Et ce murmure est une admission, un soulagement, une joie. Zack hoche la tête. Dans un élan, elle se presse contre lui, à lui couper le souffle et il tente de lui rendre son étreinte sans l'étouffer – avec ses muscles, c'est une possibilité. Aerith a la même odeur que dans ses souvenirs, terre battue et odeur de rosée – un miracle dans l'atmosphère polluée des taudis. Un miracle tout court. Son corps est solide et souple, et il enfonce un peu plus ses doigts dans sa chair pour mieux croire qu'elle est là. Un miracle, se répète-t-il, un miracle de trouver tant de douceur après quatre ans chez Hojo.
Cette pensée lui fait l'effet d'une douche froide. Il se rappelle soudain : l'armée est à sa recherche, Hojo et les TURK aussi et… Il s'écarte, presque brutalement – mais il ne peut pas adoucir la fin de leur étreinte.
« Je dois partir. »
Elle le regarde et ses grands yeux lui demandent des explications. Il hésite, et elle le sent.
« Dis-moi. »
C'est une supplique et un ordre à la fois. Il soupire, passe une main dans ses cheveux. Il voit dans ses yeux que s'il se tait, elle disparaîtra de sa vie – elle l'a attendu quatre ans, et il sent dans les cernes et les traits de son visage que cela a été difficile. Peut-être que la chose honorable à faire serait de la laisser ici, mais… Elle n'est pas humaine, se rappelle-t-il, et Hojo la recherche.

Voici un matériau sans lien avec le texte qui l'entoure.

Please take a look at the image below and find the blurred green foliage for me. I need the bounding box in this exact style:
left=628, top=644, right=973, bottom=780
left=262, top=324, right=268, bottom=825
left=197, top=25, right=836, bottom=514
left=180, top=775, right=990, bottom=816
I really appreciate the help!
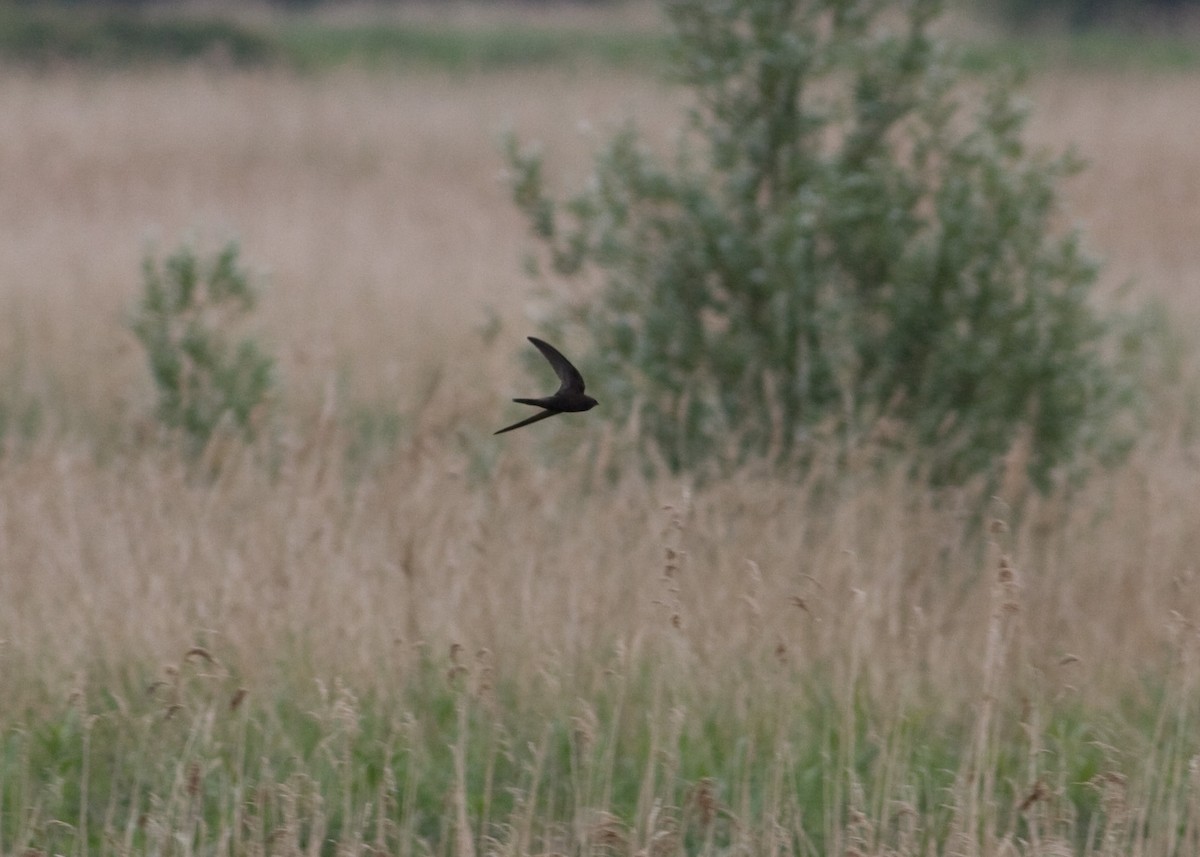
left=508, top=0, right=1136, bottom=487
left=131, top=242, right=275, bottom=453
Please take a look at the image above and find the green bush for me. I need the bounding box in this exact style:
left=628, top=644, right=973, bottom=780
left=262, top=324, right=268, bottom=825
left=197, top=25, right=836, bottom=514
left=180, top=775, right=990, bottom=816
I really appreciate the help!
left=508, top=0, right=1124, bottom=485
left=131, top=242, right=275, bottom=453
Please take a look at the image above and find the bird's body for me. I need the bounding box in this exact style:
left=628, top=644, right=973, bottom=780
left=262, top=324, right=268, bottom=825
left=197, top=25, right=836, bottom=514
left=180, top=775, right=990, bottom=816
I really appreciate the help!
left=496, top=336, right=599, bottom=435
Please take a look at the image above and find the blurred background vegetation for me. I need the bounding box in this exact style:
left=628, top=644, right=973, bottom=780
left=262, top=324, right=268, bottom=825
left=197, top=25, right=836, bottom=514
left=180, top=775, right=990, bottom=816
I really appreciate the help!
left=0, top=0, right=1200, bottom=71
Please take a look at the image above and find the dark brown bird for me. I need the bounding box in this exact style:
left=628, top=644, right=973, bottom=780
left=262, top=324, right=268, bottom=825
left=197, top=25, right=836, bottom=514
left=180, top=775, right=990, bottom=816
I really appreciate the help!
left=496, top=336, right=599, bottom=435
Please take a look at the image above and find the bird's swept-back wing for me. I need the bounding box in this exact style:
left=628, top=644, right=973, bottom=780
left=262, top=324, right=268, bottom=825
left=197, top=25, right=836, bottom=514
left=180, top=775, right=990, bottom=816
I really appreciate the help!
left=529, top=336, right=583, bottom=396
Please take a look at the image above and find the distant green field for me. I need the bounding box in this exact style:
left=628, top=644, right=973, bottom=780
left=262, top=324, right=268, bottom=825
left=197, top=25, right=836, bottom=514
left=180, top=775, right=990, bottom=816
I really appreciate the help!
left=0, top=5, right=1200, bottom=72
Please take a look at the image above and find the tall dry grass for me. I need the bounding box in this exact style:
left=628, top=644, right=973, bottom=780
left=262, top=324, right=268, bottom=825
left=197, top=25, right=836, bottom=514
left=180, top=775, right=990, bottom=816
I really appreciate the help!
left=0, top=58, right=1200, bottom=855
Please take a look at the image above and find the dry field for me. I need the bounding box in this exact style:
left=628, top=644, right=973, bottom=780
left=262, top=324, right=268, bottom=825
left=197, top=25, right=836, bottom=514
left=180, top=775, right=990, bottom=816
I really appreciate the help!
left=0, top=58, right=1200, bottom=855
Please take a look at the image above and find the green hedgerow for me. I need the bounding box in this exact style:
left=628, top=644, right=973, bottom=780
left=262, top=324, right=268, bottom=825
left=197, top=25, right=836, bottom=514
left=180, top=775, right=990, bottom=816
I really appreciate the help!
left=508, top=0, right=1128, bottom=486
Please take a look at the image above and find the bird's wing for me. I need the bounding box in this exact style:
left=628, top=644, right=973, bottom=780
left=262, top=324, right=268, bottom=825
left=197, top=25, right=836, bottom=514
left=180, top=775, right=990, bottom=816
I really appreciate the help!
left=529, top=336, right=583, bottom=396
left=492, top=410, right=559, bottom=435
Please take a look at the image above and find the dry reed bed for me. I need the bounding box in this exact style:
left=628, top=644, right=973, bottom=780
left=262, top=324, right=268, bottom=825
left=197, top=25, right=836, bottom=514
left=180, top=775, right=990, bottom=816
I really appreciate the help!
left=0, top=70, right=1200, bottom=702
left=0, top=60, right=1200, bottom=855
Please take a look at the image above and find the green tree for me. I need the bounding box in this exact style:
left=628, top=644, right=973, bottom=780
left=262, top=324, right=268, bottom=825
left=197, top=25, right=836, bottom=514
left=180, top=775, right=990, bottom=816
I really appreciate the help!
left=508, top=0, right=1122, bottom=485
left=131, top=241, right=275, bottom=453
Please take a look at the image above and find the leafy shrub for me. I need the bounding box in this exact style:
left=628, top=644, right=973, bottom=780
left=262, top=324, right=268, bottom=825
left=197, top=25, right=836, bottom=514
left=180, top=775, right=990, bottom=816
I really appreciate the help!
left=131, top=242, right=275, bottom=453
left=508, top=0, right=1123, bottom=485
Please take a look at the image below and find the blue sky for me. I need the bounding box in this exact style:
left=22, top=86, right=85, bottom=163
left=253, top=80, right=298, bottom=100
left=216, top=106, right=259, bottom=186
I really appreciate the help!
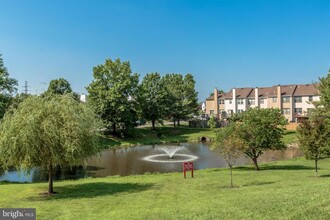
left=0, top=0, right=330, bottom=100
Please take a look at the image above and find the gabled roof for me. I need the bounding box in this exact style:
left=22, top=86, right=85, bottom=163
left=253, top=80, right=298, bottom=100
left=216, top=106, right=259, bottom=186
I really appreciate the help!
left=293, top=84, right=318, bottom=96
left=206, top=84, right=318, bottom=100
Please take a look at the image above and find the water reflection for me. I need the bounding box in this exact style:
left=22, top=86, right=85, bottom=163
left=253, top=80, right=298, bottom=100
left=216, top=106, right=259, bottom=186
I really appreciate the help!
left=0, top=143, right=302, bottom=182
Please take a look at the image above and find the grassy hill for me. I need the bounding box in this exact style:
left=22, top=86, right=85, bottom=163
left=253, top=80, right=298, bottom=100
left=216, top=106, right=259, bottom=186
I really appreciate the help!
left=0, top=158, right=330, bottom=219
left=102, top=126, right=297, bottom=148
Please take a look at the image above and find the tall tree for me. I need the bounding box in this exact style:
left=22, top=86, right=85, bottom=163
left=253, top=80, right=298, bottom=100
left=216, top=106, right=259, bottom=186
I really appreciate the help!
left=211, top=123, right=245, bottom=187
left=233, top=108, right=286, bottom=170
left=164, top=73, right=198, bottom=127
left=86, top=59, right=139, bottom=135
left=0, top=54, right=17, bottom=119
left=43, top=78, right=79, bottom=100
left=178, top=74, right=198, bottom=125
left=0, top=95, right=99, bottom=193
left=46, top=78, right=72, bottom=95
left=139, top=73, right=169, bottom=130
left=298, top=71, right=330, bottom=176
left=297, top=111, right=330, bottom=177
left=316, top=70, right=330, bottom=109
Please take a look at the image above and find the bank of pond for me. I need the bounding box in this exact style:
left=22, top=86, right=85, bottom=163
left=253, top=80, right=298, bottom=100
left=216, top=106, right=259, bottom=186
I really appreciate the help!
left=0, top=143, right=303, bottom=182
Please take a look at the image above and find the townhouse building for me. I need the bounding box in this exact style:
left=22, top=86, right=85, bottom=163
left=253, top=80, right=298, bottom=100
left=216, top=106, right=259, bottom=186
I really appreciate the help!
left=205, top=84, right=320, bottom=122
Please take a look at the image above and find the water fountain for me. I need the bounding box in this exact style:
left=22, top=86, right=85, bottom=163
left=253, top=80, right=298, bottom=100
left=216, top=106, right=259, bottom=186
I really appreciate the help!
left=143, top=146, right=198, bottom=163
left=160, top=147, right=184, bottom=159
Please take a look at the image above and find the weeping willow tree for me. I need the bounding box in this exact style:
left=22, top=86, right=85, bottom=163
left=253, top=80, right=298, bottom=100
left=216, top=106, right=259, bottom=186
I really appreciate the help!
left=0, top=95, right=99, bottom=194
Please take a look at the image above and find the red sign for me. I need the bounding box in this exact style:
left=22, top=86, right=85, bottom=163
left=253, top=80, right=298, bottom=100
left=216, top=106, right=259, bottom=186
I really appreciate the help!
left=183, top=162, right=194, bottom=178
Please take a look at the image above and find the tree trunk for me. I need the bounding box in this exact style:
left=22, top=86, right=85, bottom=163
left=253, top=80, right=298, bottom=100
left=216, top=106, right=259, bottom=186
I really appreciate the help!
left=252, top=156, right=259, bottom=171
left=48, top=164, right=54, bottom=194
left=229, top=166, right=234, bottom=188
left=315, top=158, right=319, bottom=177
left=151, top=120, right=156, bottom=130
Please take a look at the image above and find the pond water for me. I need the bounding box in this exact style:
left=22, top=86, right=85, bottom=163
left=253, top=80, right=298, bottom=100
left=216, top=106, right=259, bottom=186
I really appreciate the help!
left=0, top=143, right=302, bottom=182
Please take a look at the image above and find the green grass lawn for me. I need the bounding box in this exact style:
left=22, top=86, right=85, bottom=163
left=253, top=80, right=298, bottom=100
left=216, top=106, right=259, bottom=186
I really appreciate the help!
left=102, top=126, right=297, bottom=148
left=0, top=158, right=330, bottom=219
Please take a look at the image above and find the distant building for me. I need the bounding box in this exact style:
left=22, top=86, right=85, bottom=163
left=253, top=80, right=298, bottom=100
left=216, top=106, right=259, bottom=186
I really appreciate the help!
left=79, top=93, right=87, bottom=102
left=205, top=84, right=320, bottom=122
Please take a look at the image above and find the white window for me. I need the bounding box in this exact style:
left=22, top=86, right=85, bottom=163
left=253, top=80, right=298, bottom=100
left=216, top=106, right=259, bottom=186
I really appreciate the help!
left=248, top=99, right=255, bottom=105
left=283, top=108, right=290, bottom=115
left=308, top=96, right=313, bottom=102
left=294, top=108, right=302, bottom=115
left=237, top=99, right=244, bottom=105
left=282, top=97, right=290, bottom=103
left=294, top=96, right=302, bottom=103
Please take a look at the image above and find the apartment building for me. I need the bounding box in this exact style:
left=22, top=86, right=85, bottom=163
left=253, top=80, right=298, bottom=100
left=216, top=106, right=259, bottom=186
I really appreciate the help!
left=205, top=84, right=320, bottom=122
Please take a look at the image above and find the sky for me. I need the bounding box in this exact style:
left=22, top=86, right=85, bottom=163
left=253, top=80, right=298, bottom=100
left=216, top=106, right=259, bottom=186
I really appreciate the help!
left=0, top=0, right=330, bottom=101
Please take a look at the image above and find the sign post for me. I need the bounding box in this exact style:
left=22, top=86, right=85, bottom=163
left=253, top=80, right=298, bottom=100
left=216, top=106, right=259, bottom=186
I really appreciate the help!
left=183, top=162, right=194, bottom=178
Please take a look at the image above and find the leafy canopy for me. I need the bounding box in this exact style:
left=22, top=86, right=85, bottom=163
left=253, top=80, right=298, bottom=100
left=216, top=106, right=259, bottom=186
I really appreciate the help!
left=86, top=59, right=139, bottom=135
left=298, top=73, right=330, bottom=176
left=139, top=73, right=170, bottom=129
left=0, top=96, right=99, bottom=170
left=231, top=108, right=286, bottom=170
left=0, top=54, right=17, bottom=118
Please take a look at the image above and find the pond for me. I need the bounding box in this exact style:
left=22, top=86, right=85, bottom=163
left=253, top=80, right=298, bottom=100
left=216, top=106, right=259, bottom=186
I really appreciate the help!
left=0, top=143, right=303, bottom=182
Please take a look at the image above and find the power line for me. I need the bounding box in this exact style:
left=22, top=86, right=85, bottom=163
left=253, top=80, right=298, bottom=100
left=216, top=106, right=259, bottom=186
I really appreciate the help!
left=22, top=81, right=30, bottom=95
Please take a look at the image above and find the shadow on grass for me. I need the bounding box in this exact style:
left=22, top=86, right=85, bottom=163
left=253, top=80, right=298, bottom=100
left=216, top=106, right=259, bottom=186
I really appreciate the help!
left=0, top=180, right=29, bottom=185
left=320, top=174, right=330, bottom=178
left=29, top=182, right=152, bottom=200
left=234, top=164, right=315, bottom=171
left=243, top=181, right=275, bottom=187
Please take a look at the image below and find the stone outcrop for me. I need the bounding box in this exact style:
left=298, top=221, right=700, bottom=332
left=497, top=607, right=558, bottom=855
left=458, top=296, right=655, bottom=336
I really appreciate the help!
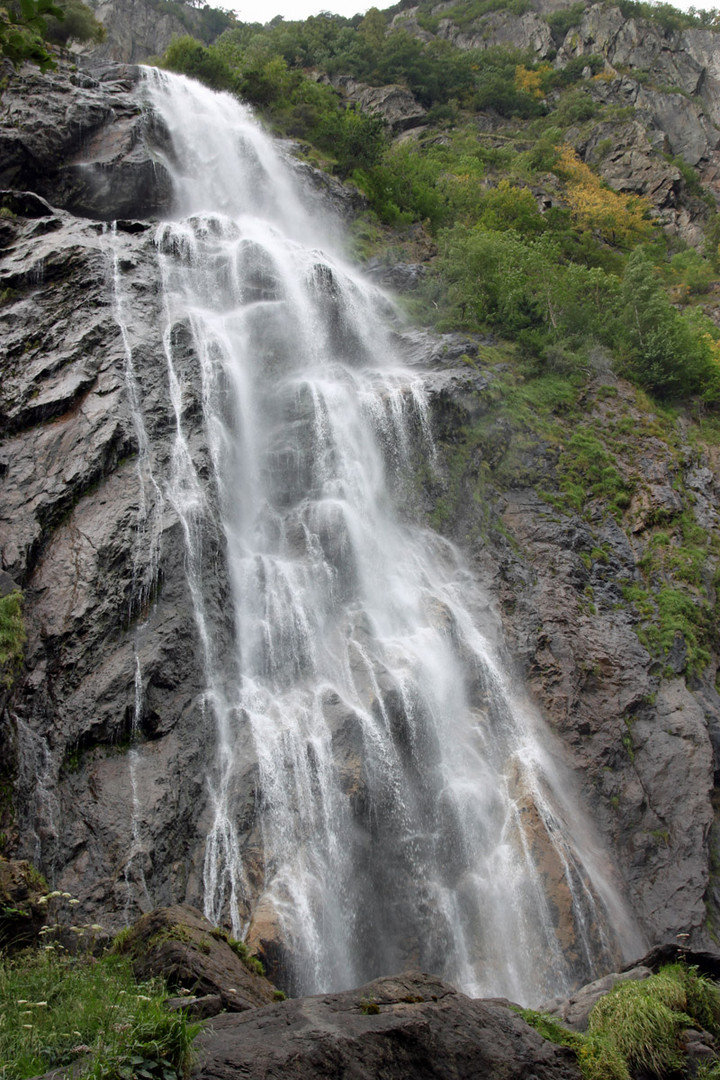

« C'est une longue histoire, prévient-il. Et il faut que je te présente à quelqu'un. »
.
De sa cachette, Tseng observe. Zack a réussi à ne pas se faire découvrir par l'armée – il ne sait par quel miracle et à rentrer dans Midgard. Et une fois dans la ville, les TURK ont l'avantage sur l'armée. Il a été facile de les dissimuler, et malgré le manque flagrant de stratégie ou de dissimulation du SOLDIER première classe, il sait qu'il est le seul à savoir de qui est composée l'étrange procession. Aerith ouvre la marche, le visage déterminé – aussi déterminé que lorsqu'elle lui a donné sa première lettre – son bâton à la main. Zack vient derrière et porte sur son épaule l'autre cobaye d'Hojo.
Comment vont-ils réussir à sortir de la ville sans attirer l'attention ?
Et Tseng devine la réponse. Devine le regard moqueur de Rufus lorsqu'il lui affirmera que ses cibles ont disparu.
Mais… Il connaît Rufus. Le jeune homme est un remplacement satisfaisant à son père, qui a l'avantage de considérer que les TURK sont essentiels au bon fonctionnement de Shinra. Deux choses qui lui valent la loyauté circonspecte de Tseng, mais… Comment peut-il ? Il a fermé les yeux. Il sait que Hojo piochait des cobayes de toute part. Il savait, mais n'a pas osé se rebeller contre la hiérarchie de Shinra.
Zack est un ami. Ou quelque chose d'approchant. Quelqu'un qui aurait pu être un ami, mais qui ne l'est pas peut-être simplement, un innocent. Un jouet de Shinra que la compagnie a mâché et recraché jusqu'à épuisement. Et Aerith est – une enfant qu'il aurait pu aimer. Une faiblesse qu'il garde contre son cœur pour ne pas s'en permettre d'autre. Et viendra un temps où il ne pourra plus la protéger de Hojo.
« Voilà », songe-t-il avec cynisme, « tu as fait ton choix. Même sans le vouloir. Même sans le savoir. »
Il était venu en se préparant à toutes les éventualités. À côté de lui, il a un fusil qui lance des fléchettes capable d'endormir n'importe quel soldat. Ses hommes sont positionnés autour du secteur 5, et il lui suffit d'appuyer sur un bouton pour qu'ils arrivent en renfort. Il s'agenouille, et plutôt que de prendre son émetteur ou le fusil, il saisit un paquet de lettres bien plus lourdes qu'elle ne devraient l'être.
Il inspire.
Impossible de savoir si une telle insubordination lui sera pardonnée. Impossible de savoir si son geste a une chance de réussir.
.
« Aerith. »
Elle se fige en entendant la voix de Zack, pleine de méfiance, et comprend pourquoi une seconde plus tard, en voyant Tseng s'approcher d'eux. Elle serre son bâton un peu plus fort – elle ne veut pas se battre contre lui, mais s'il le faut…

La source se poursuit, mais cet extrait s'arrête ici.